(a) Using completing the square method, solve, correct to 2 decimal places, the equation \(3y^{2} – 5y + 2 = 0\).
(b) Given that \(M = \begin{pmatrix} 1 & 2 \\ 4 & 3 \end{pmatrix}, N = \begin{pmatrix} m & x \\ n & y \end{pmatrix}\) and \(MN = \begin{pmatrix} 2 & 1 \\ 3 & 4 \end{pmatrix}\), find the matrix N.
(a) It takes 8 students two- thirds of an hour to fill 12 tanks with water. How many tanks of water will 4 students fill in one- third of an hour at the same rate?
(b) A chord, 20 cm long, is 12 cm from the centre of the circle. Calculate, correct to one decimal place, the :
(i) angle subtended by the chord at the centre of the circle;
(ii) perimeter of the minor segment cut off by the chord. [Take \(\pi = 3.142\)].
(a) Given that \(\sin x = \frac{5}{13}, 0° < x < 90°\), find \(\frac{\cos x – 2\sin x}{2\tan x}\).
(b) A ladder, LA, leans against a vertical pole at a point L which is 9.6metres above the groung.

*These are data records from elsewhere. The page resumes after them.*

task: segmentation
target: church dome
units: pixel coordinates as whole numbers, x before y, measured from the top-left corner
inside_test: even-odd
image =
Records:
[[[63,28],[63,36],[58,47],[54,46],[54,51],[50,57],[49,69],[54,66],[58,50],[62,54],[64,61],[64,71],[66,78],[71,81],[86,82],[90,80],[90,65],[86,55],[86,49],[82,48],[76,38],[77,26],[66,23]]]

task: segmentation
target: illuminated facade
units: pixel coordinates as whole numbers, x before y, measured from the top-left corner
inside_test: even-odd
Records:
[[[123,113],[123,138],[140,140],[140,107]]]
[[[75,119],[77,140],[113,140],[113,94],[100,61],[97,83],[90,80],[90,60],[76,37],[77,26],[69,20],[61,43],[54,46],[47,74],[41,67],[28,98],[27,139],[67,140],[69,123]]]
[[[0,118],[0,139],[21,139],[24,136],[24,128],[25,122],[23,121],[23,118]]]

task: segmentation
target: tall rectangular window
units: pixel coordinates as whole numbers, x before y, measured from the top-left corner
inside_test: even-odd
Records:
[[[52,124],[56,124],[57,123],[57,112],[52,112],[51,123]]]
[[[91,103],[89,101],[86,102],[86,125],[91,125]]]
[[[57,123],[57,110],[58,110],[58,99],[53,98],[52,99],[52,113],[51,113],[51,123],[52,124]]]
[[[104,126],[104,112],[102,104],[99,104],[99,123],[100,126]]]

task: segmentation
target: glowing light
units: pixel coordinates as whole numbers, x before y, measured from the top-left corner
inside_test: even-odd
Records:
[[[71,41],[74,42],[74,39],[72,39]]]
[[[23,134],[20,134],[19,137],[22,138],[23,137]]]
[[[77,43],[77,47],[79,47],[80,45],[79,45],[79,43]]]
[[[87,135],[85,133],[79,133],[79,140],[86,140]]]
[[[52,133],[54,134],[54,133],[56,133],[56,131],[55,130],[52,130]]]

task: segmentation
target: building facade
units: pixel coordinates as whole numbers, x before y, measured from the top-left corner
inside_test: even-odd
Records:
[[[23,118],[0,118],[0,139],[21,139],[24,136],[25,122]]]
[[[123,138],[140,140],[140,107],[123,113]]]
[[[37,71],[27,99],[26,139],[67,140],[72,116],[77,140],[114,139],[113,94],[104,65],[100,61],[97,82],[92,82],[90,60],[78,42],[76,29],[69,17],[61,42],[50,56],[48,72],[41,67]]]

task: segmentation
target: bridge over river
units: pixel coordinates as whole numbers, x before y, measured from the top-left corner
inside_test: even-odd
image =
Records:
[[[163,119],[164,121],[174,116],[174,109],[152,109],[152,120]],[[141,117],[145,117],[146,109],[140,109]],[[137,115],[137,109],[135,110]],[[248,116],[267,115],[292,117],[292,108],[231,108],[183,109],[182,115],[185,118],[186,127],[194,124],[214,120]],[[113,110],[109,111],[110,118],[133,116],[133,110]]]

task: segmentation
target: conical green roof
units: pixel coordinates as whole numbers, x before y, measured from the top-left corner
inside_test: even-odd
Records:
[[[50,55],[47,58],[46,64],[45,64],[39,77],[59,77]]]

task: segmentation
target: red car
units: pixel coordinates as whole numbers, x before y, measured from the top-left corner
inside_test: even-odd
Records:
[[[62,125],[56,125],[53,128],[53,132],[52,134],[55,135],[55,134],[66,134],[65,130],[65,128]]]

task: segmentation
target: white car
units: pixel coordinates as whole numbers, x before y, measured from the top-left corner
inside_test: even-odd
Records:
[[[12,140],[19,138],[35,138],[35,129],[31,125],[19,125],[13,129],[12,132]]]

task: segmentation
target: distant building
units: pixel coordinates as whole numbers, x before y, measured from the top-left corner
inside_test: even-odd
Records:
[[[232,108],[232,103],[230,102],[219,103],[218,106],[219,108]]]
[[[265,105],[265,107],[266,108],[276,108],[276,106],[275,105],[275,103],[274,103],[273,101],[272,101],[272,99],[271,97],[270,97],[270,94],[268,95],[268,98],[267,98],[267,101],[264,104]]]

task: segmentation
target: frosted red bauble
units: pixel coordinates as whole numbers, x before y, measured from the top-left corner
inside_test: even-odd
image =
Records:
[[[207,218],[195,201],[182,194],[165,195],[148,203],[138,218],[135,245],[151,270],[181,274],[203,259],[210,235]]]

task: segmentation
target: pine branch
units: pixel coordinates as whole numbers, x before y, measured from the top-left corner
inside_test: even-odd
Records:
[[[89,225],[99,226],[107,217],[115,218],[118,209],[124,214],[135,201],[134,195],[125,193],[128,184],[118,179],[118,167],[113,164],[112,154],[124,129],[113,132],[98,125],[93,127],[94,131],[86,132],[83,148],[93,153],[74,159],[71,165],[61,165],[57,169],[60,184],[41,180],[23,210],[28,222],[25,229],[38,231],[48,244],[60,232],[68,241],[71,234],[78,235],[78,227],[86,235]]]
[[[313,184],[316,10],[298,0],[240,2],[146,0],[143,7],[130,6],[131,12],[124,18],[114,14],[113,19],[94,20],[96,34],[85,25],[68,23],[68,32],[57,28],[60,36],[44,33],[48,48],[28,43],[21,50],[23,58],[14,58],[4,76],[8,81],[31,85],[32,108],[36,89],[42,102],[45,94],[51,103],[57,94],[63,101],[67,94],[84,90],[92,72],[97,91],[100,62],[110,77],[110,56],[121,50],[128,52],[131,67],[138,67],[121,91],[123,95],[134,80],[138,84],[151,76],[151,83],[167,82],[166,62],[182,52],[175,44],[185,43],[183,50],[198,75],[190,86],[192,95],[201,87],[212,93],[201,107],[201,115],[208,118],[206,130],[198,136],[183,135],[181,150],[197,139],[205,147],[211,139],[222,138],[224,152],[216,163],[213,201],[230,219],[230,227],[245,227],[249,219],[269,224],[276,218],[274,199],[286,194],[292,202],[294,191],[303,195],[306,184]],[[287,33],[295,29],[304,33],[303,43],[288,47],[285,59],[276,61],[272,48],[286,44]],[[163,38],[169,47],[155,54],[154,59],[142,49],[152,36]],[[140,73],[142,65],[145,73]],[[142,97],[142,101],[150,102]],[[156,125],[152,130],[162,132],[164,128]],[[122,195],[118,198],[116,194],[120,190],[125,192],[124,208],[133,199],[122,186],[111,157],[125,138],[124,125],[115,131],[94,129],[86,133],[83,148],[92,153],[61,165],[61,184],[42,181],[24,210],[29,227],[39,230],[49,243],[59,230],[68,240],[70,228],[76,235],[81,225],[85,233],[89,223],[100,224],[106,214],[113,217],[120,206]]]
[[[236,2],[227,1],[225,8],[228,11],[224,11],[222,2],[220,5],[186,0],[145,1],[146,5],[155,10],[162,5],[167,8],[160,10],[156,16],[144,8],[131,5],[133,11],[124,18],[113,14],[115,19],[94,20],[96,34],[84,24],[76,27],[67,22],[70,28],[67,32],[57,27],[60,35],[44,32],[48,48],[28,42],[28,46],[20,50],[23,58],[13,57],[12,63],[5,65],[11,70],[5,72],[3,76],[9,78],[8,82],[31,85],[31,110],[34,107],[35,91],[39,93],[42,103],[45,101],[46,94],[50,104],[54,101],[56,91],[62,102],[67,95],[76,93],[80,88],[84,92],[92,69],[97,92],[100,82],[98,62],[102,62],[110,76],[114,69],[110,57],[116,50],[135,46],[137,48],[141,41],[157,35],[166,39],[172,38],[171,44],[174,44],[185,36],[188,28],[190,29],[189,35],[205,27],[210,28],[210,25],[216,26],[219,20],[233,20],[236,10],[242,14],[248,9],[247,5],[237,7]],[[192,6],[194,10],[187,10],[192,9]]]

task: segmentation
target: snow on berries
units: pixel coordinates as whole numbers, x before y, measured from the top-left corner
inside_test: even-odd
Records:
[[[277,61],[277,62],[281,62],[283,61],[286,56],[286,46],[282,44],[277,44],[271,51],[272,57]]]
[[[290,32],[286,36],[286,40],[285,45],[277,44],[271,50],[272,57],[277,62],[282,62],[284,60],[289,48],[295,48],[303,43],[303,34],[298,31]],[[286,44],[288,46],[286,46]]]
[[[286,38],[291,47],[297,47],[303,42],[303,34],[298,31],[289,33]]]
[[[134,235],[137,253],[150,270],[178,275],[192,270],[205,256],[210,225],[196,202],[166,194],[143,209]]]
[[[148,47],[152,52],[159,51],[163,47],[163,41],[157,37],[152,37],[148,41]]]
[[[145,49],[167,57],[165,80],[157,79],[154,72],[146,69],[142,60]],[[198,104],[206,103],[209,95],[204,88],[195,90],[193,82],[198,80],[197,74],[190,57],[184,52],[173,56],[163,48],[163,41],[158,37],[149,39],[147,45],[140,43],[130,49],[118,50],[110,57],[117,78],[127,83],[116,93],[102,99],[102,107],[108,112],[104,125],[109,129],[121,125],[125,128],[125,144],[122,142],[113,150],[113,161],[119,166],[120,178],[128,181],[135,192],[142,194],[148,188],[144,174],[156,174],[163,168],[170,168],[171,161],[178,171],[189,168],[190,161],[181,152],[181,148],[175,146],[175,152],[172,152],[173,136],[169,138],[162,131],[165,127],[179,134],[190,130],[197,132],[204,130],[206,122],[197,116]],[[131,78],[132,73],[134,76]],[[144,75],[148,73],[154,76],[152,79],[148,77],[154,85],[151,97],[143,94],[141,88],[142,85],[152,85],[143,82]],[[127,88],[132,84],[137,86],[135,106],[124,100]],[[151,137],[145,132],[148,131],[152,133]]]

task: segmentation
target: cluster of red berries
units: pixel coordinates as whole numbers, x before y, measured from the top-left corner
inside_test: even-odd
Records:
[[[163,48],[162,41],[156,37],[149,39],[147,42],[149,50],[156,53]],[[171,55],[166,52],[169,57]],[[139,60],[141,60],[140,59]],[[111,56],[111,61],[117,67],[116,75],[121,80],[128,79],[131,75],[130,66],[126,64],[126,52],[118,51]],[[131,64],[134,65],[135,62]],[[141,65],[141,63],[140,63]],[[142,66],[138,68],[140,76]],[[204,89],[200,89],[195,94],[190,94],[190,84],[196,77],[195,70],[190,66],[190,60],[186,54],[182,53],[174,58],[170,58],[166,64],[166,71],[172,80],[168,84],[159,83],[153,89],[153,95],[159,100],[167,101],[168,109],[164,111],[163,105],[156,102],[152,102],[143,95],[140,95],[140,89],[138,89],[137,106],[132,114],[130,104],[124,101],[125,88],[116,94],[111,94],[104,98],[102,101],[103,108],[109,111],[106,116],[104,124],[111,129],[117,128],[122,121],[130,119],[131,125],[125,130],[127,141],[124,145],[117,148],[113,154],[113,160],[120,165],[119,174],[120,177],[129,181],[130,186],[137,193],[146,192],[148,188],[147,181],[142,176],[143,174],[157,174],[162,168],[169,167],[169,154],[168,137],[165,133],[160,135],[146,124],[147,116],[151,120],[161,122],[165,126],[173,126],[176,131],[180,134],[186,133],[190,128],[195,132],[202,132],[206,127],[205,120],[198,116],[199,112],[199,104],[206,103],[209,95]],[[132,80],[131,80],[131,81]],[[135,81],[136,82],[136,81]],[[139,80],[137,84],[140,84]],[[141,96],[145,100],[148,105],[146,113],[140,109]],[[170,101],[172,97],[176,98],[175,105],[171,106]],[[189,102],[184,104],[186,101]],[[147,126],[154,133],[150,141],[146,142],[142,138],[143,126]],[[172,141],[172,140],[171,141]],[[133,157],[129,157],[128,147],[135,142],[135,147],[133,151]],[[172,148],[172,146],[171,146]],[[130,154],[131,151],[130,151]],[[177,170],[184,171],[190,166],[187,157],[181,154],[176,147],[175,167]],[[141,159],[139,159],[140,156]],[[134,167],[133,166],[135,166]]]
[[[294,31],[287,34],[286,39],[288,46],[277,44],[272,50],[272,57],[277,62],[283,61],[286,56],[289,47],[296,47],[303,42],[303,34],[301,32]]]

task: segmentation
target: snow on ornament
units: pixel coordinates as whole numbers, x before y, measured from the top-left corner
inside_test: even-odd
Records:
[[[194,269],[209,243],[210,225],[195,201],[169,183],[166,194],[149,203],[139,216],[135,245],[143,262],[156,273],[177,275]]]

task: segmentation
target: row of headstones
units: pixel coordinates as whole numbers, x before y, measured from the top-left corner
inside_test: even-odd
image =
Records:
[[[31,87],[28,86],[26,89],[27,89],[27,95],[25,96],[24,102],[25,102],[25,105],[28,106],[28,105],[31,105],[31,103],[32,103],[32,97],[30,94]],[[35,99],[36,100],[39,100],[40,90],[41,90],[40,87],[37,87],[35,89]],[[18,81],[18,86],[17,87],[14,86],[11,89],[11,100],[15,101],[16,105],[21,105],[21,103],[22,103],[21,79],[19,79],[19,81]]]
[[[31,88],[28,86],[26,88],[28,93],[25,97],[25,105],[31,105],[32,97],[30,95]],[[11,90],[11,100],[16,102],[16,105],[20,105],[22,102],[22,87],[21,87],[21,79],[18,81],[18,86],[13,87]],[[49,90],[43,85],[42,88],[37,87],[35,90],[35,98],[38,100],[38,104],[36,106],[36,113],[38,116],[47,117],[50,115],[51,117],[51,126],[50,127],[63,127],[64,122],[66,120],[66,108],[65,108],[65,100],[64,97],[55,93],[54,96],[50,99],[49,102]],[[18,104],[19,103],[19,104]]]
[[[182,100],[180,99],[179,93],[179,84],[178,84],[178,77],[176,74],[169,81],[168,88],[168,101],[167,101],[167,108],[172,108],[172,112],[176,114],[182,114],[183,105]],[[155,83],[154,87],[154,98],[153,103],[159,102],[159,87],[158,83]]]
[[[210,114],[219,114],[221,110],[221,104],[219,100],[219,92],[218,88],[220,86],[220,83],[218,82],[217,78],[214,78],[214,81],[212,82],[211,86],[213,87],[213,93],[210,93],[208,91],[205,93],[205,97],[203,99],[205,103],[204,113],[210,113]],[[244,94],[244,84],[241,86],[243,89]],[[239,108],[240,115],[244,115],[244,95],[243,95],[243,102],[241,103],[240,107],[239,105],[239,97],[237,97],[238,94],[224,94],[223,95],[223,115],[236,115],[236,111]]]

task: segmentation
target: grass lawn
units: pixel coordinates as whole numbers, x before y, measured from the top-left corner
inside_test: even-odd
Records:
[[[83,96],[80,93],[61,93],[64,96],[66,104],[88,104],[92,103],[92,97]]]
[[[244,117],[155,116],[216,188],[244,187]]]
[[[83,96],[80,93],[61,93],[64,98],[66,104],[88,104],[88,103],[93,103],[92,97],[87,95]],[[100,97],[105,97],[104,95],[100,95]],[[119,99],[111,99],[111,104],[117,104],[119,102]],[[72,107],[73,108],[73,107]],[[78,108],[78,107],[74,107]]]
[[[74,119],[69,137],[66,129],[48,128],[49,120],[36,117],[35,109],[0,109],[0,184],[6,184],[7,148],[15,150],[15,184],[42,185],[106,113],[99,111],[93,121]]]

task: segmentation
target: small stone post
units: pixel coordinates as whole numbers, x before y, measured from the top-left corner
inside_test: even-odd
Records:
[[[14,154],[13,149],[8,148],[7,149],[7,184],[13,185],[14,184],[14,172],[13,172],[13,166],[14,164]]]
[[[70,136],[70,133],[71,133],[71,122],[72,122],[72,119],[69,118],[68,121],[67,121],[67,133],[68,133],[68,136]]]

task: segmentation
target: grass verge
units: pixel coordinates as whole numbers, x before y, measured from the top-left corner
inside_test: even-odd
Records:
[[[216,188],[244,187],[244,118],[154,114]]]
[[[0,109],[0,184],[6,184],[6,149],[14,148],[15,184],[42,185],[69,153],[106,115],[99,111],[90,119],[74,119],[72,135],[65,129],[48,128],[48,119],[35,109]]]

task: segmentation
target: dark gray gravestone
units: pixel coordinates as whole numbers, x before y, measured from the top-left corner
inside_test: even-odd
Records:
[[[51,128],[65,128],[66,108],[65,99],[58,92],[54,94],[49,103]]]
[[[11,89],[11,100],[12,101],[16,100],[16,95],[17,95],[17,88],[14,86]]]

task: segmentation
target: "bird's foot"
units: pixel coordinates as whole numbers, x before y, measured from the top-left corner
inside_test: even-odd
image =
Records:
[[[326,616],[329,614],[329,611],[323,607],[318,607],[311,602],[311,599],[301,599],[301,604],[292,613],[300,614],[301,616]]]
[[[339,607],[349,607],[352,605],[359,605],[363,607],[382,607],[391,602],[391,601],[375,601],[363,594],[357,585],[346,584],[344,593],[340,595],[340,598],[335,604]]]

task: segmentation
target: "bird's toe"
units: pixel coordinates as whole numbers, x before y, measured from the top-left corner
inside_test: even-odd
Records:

Another ladder, LB, 12 metres long, leans on the opposite side of the pole and at the same point L. If A and B are 10 metres apart and on the same straight line as the foot of the pole, calculate, correct to 2 significant figures, the :
(i) length of ladder LA (ii) angle which LA makes with the ground.
(a) PQ is a tangent to a circle RST at the point S. PRT is a straight line, < TPS = 34° and < TSQ = 65°.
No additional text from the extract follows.